Yahwé nous le dit clairement par la bouche de Moïse :
Cette loi n’est pas au-dessus de tes forces ni hors de ton
atteinte” (Dt 30:11).
Il ne faut pas
non plus perdre de vue que cette parabole était une réponse
à la question du Docteur de la Loi, qui avait posé sa
question à Jésus “pour le mettre à l’épreuve” (en latin :
tentans eum), donc avec une tout autre disposition du
cœur de ce jeune homme qui avait demandé sincèrement à Jésus
: “Que dois-je faire pour gagner la vie éternelle ?” (Mc
9:17-22). Ici notre Docteur de la Loi, après avoir posé sa
question, revient à la charge et pour se justifier,
dit l’évangéliste, c’est-à-dire pour bien montrer que lui,
le Docteur, était un juste, et que tous devaient être comme
lui, demande à Jésus qui est son prochain, s’attendant
certainement à ce que Jésus approuve sa conduite devant tout
le monde.
Or, pour les
Docteurs et pour les Scribes, le “prochain” était seulement
le Juif pratiquant, pas même un Juif “pécheur”, et encore
moins un étranger.

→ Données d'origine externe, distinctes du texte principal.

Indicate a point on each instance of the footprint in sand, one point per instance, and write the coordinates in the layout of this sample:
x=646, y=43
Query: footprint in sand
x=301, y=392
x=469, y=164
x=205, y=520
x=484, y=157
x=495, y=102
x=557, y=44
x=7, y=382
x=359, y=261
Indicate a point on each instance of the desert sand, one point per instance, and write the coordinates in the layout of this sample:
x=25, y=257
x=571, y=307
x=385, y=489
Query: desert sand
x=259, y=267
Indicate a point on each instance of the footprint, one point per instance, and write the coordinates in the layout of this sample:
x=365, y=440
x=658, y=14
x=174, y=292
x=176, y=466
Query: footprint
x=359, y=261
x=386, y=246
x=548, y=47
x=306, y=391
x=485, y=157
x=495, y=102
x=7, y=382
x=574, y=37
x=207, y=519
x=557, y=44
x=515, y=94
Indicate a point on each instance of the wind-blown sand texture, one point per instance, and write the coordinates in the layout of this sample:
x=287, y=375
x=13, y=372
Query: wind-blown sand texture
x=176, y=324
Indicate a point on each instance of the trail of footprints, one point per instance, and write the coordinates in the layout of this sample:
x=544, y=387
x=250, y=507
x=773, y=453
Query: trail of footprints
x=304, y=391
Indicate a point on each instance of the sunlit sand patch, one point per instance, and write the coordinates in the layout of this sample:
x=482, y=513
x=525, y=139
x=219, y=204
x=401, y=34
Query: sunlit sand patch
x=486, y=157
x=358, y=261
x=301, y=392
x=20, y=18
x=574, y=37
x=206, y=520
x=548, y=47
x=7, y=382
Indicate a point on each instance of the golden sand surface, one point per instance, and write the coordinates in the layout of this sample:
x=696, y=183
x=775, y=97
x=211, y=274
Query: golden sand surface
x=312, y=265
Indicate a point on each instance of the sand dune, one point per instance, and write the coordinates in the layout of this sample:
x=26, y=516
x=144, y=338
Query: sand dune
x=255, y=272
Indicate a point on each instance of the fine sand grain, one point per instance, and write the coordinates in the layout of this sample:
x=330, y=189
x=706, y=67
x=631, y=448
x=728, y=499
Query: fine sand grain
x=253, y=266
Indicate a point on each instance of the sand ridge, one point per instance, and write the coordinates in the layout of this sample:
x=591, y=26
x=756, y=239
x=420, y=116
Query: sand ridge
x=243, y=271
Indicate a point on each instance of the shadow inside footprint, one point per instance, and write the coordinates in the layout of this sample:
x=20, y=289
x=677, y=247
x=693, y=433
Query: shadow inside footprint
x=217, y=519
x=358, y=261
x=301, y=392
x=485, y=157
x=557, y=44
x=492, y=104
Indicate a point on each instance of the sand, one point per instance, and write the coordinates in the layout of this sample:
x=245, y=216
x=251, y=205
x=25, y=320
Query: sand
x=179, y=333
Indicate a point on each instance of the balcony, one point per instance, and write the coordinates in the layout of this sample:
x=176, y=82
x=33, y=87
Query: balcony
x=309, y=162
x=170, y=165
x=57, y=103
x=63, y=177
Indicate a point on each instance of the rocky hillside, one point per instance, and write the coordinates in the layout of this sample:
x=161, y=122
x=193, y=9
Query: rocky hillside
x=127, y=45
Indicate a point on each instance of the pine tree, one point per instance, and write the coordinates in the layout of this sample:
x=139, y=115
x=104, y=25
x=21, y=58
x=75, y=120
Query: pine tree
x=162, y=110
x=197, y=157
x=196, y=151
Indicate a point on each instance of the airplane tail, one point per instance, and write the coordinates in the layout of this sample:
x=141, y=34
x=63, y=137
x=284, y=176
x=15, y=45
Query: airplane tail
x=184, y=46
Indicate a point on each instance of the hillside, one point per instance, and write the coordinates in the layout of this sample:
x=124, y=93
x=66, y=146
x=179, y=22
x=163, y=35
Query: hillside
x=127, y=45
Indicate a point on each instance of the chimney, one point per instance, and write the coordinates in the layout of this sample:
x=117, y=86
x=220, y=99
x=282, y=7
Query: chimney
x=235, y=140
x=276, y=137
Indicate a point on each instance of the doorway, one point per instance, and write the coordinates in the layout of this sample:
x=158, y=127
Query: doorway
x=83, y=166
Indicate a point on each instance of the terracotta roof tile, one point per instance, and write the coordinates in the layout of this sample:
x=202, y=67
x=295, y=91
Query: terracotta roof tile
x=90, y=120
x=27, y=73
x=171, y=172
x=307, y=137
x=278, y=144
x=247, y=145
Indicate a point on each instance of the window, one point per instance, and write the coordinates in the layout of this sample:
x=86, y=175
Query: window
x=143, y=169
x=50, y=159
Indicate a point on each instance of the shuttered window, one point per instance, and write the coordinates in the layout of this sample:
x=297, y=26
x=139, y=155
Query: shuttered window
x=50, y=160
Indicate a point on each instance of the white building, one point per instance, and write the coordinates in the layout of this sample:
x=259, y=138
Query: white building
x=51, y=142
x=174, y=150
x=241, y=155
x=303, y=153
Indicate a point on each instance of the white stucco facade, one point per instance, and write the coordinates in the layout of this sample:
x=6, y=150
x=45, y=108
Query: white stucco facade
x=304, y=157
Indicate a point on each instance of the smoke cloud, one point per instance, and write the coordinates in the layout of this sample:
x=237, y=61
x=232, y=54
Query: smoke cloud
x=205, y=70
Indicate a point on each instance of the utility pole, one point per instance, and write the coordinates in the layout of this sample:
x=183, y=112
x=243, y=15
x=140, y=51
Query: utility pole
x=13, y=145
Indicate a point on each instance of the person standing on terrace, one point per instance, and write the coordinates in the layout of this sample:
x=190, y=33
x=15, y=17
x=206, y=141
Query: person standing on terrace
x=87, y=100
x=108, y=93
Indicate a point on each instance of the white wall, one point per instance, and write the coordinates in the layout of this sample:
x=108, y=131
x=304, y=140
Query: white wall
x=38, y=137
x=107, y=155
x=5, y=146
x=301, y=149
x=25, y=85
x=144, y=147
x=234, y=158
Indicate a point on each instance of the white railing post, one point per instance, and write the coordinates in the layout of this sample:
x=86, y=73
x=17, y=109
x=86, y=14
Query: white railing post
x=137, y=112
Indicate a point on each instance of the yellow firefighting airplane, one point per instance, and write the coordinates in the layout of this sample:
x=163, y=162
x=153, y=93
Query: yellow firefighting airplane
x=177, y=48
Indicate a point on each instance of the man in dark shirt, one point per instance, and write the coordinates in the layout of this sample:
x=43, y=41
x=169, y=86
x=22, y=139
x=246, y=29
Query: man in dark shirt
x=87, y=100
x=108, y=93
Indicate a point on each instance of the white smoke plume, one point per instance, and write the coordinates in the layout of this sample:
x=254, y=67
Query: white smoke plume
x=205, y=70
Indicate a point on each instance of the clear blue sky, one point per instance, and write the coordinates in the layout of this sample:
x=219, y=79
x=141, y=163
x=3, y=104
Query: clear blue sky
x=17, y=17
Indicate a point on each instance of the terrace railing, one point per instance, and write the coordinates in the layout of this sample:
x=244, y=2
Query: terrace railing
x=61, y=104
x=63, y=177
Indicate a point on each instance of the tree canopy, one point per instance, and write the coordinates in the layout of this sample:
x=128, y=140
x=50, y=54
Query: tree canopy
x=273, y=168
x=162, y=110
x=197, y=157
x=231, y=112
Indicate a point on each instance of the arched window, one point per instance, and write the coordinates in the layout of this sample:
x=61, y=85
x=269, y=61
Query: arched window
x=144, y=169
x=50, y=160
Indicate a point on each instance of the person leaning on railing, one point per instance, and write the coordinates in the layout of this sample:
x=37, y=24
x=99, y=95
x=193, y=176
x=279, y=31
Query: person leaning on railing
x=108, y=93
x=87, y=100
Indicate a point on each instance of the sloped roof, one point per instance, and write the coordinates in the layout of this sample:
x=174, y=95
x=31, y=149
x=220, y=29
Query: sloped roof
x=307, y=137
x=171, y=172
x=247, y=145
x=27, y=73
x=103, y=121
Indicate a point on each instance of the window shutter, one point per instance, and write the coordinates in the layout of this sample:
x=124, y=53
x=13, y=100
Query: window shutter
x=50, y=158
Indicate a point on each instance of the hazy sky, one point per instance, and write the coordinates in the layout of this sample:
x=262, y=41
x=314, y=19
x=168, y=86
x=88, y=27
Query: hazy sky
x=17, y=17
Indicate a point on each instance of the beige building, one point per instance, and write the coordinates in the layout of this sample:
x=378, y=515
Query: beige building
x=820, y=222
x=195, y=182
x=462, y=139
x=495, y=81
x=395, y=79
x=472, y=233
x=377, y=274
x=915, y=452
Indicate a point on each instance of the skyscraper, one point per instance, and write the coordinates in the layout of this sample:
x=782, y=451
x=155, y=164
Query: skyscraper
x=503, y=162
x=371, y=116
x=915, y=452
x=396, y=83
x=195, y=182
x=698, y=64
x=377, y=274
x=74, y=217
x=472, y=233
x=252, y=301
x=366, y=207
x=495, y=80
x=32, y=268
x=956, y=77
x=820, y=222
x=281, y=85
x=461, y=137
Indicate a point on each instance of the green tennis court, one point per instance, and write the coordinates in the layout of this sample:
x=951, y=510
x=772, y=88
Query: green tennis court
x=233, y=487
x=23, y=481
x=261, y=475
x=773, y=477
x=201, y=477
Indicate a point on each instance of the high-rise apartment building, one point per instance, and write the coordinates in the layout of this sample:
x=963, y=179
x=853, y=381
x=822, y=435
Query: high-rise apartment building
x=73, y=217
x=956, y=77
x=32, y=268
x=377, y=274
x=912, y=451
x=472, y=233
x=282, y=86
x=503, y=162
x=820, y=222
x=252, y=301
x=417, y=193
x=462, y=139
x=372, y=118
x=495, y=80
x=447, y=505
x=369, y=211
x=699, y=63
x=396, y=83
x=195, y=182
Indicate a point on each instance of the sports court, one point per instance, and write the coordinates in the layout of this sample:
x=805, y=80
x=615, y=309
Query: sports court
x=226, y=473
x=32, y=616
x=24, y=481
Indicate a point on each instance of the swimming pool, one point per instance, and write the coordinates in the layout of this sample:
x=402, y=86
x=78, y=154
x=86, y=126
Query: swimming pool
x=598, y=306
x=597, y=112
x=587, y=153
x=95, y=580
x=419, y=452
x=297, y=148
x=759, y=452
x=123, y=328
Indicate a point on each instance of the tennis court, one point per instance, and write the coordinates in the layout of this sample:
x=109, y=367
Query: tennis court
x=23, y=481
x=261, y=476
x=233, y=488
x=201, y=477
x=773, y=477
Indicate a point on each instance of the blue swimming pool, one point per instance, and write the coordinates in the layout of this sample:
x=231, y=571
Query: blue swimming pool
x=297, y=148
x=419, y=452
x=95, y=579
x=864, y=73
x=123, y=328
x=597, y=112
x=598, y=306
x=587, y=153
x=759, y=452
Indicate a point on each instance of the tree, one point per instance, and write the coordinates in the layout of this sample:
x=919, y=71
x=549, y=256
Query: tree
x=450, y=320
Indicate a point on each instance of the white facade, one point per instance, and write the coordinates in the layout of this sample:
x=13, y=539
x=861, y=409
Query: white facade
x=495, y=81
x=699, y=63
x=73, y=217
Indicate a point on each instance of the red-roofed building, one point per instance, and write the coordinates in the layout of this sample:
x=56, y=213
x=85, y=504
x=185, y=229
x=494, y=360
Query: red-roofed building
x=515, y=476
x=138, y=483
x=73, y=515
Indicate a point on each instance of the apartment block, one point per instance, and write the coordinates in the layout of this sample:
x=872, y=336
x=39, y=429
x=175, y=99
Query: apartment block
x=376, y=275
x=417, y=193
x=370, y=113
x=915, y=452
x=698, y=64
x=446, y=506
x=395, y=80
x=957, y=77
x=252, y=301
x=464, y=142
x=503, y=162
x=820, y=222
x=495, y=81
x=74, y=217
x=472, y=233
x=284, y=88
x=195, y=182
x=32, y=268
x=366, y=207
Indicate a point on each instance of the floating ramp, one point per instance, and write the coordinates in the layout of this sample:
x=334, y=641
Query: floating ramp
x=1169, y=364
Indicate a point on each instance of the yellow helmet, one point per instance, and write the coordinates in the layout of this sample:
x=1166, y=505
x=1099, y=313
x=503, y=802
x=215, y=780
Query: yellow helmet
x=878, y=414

La réponse de Jésus remet alors chacun
devant son devoir : celui qui m’est le plus proche est celui
qui reçu la même Vie que moi, qui a été sauvé par le même
Sang que moi, donc tout être, pour lequel le Sauveur donne
sa Vie.
Jésus a donné
sa vie ; maintenant, il nous invite tous : Fais de même.
Plus tard, dans la même perspective, il répétera aux
Apôtres : Je vous ai donné l’exemple pour que vous
fassiez comme j’ai fait (Jn 13:15).
C’est bien
l’occasion, avec le psaume 18, de reconnaître que “les
décisions du Seigneur sont justes et vraiment équitables,
plus désirables que l’or”, quand on voit que l’amour du
Christ n’excepte personne.
Merci,
Seigneur, pour ton Amour. Merci d'avoir versé ton Sang.
Merci de nous avoir aimés le premier “de tout ton cœur, de
toute ton âme, de toutes tes forces”. Merci de nous avoir
assis sur ta Divinité royale. Avec toi et comme toi, nous
aimerons Dieu sans partage, nous garderons cette “loi”
perpétuellement dans notre âme, prêts à la proclamer et à la
mettre en pratique.
Merci,
Seigneur, de nous montrer “la lumière de ta vérité” (Prière
du jour) quand nous sommes égarés, quand nous descendons de
Jérusalem à Jéricho.
Ainsi, après
avoir été incorporés à Ton Corps, à notre tour nous aimerons
notre prochain comme nous-mêmes : tout ce que nous voulons
qu'on nous fasse de bien, nous le ferons pour les autres,
généreusement, sans compter, avec ta Parole et tes
Sacrements, et nous accepterons de verser notre sang s'il le
faut, pour témoigner jusqu'au bout de cet amour.